Mungkin kalau saja bapak masih ada, beliau tidak akan pernah merelakan putrinya pulang malam, menunggu taksi. Dengan setia Bapak akan duduk di motornya di depan kampus UGM ini, menunggu anaknya selesai kuliah dan mungkin beberapa kali membawa saya kabur untuk makan bebek atau sate kambing. Ah, saya kangen sekali dengan sosok Bapak.
Seiring dengan waktu, motor bapak terus berganti, terakhir Supra X. Hingga kini dengan apik berada di ruang tamu rumah kami. Tidak ada yang memakainya. Diah lah, sepupu saya yang terkadang menggunakannya untuk mengajar privat, Pakde bertugas mengecek kondisi motor, mulai dari mengganti oli, service hingga mencuci motor Bapak.
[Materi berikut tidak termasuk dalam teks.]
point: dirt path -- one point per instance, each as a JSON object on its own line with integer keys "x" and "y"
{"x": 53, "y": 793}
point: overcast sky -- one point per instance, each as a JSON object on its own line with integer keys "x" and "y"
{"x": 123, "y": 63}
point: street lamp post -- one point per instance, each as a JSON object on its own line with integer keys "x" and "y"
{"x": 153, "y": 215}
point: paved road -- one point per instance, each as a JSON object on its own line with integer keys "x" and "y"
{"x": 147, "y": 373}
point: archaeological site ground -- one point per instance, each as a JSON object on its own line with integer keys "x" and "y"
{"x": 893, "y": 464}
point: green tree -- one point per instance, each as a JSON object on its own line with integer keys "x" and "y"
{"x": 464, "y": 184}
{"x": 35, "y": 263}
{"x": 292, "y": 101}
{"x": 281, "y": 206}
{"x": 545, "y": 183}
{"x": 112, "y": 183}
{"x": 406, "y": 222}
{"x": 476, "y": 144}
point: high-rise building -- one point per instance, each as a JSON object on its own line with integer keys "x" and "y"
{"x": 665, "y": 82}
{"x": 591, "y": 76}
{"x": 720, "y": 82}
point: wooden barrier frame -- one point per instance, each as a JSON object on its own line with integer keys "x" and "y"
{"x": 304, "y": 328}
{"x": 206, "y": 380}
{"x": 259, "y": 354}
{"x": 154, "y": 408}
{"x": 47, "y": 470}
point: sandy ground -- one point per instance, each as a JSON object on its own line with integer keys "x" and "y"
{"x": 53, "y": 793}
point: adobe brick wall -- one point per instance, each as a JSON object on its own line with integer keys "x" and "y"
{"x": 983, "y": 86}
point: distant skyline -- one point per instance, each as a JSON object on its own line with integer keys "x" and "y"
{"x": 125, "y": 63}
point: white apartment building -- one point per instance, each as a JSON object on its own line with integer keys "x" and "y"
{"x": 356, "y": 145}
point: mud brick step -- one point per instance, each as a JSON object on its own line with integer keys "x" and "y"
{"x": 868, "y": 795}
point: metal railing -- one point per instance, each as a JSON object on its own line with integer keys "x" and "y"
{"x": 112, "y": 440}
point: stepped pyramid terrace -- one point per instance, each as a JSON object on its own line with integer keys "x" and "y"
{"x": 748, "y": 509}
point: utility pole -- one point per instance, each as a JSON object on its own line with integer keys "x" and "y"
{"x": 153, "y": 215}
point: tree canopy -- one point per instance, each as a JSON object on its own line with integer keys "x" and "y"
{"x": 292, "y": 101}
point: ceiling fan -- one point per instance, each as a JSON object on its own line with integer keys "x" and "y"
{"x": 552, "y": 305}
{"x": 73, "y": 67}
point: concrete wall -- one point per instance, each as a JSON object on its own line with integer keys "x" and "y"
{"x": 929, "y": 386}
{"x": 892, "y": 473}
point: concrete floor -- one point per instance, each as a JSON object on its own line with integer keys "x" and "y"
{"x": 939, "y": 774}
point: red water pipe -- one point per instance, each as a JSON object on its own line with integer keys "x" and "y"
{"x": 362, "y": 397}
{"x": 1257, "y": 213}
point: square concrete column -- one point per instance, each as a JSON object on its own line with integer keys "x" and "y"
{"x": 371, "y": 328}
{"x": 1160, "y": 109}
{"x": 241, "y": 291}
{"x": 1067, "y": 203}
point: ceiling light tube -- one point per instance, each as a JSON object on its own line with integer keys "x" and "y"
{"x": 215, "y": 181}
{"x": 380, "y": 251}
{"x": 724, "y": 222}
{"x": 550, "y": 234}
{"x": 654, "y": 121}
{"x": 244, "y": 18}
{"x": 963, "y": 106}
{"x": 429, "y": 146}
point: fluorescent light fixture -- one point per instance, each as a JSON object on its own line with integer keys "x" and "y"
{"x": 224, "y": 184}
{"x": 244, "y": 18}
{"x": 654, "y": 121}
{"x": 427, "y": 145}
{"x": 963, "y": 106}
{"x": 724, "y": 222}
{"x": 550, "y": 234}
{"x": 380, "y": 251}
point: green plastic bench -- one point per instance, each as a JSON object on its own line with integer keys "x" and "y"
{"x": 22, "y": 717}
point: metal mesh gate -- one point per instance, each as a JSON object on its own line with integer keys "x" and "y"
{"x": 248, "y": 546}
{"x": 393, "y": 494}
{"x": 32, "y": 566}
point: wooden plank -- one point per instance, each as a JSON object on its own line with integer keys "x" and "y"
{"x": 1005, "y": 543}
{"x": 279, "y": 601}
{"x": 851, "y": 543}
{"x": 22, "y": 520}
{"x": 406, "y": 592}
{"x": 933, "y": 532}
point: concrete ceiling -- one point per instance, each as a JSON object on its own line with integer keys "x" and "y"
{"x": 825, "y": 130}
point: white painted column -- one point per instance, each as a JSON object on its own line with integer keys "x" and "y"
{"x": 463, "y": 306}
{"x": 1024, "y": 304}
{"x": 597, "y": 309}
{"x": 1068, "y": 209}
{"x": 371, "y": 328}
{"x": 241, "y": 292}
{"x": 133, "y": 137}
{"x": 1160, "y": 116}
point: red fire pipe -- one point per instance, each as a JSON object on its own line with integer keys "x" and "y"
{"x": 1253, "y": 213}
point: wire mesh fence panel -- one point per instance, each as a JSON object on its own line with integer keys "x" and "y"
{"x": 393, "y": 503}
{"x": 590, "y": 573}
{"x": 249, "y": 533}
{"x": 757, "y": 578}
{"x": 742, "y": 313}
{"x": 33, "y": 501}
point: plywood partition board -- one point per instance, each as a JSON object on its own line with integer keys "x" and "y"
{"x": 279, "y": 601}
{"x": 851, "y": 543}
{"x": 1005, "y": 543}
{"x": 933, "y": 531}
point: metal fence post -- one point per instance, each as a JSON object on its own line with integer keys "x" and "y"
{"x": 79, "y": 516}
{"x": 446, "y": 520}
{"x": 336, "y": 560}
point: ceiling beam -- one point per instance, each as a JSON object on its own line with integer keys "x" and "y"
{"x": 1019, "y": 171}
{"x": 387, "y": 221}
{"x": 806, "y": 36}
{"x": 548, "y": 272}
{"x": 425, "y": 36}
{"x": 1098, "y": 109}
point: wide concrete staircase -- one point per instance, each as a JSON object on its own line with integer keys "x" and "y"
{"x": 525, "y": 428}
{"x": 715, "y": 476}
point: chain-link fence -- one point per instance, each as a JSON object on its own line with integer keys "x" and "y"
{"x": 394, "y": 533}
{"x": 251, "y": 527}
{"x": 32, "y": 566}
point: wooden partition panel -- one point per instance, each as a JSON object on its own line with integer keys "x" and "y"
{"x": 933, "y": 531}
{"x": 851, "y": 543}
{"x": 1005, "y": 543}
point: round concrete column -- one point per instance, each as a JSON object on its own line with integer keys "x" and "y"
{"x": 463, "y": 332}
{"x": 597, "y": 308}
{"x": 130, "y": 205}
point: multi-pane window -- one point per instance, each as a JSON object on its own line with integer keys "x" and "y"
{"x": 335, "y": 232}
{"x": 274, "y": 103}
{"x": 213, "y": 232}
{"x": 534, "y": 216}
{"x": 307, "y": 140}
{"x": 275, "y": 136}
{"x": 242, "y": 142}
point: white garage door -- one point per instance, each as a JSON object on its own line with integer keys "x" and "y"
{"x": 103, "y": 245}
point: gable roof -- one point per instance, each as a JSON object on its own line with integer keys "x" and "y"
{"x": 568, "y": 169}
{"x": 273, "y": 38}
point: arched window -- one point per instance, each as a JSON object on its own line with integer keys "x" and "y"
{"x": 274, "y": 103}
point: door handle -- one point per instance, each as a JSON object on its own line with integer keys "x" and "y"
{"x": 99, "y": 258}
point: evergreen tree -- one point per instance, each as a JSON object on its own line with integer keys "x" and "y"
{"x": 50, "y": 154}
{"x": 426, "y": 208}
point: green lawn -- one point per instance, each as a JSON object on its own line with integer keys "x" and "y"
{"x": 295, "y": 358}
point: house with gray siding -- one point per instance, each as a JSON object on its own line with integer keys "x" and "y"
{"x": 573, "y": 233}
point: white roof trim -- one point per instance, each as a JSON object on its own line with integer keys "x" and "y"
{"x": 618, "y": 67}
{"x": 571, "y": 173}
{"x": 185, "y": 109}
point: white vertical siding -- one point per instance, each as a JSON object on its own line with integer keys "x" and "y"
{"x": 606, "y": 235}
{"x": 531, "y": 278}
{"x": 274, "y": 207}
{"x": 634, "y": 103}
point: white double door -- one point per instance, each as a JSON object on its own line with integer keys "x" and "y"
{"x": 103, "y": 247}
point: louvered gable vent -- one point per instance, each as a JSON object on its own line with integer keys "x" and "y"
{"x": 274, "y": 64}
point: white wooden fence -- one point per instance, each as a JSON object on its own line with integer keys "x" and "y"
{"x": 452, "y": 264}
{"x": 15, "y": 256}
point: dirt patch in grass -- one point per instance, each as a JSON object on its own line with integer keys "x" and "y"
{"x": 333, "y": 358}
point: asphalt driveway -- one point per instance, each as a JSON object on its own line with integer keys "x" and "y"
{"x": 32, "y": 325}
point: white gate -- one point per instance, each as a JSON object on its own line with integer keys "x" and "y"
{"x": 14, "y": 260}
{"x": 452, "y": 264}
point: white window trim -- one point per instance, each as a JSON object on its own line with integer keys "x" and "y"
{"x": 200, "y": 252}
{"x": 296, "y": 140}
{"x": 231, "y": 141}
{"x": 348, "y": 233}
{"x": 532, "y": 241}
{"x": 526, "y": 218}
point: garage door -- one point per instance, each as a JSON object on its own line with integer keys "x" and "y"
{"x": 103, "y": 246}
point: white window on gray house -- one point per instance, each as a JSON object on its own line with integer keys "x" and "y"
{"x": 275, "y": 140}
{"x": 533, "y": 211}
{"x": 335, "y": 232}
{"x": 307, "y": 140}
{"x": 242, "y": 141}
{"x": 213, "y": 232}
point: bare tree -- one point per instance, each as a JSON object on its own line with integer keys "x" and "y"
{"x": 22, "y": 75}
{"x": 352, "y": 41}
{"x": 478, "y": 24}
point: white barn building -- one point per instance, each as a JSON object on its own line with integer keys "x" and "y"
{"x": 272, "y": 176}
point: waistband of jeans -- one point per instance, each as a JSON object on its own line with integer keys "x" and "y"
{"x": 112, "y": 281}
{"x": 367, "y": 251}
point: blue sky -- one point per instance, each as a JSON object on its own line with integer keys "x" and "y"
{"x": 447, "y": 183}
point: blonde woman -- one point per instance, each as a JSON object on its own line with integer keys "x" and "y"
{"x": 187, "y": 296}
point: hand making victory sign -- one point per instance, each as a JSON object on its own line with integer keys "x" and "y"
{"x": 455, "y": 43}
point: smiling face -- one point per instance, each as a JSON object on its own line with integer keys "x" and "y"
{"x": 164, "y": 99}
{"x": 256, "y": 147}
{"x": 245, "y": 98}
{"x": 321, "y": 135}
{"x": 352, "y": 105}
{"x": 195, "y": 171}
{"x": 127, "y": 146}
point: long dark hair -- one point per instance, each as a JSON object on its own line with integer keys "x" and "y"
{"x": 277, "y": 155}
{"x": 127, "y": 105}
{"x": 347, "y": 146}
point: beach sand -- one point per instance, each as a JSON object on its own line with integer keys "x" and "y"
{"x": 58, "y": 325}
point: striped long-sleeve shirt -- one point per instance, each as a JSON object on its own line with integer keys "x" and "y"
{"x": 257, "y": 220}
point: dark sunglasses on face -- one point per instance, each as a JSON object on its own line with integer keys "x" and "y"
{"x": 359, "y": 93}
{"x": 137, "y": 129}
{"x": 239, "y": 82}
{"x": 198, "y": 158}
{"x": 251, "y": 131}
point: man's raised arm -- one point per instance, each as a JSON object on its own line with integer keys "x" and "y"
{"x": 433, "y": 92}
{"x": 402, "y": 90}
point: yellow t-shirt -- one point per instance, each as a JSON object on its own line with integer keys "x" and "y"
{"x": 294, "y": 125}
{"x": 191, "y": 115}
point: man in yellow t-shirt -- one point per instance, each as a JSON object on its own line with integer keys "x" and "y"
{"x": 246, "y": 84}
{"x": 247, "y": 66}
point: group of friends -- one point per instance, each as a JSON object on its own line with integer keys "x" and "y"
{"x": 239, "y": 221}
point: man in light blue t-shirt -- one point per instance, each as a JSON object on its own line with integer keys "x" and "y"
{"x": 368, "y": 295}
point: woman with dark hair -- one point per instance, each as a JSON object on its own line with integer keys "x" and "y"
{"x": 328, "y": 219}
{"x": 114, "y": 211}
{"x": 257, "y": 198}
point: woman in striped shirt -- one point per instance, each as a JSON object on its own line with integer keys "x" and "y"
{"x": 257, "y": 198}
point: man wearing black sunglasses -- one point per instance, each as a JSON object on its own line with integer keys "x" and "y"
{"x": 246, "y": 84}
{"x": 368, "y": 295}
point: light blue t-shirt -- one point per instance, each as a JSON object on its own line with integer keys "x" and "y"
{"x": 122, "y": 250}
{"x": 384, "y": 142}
Sempat tercetus untuk menjual saja motor Bapak. Tapi saya bersikeras menolaknya, termasuk Sakti dan Ibu. Motor itu, motor terakhir Bapak. Motor terakhir yang bapak punya, motor yang di pakai Bapak untuk mengantar Sakti ke stasiun Tebet menuju UI di hari Kamis, 8 Mei 2008, hari terakhir saya melihat Bapak menaiki motor itu, mengantar saah satu putrinya.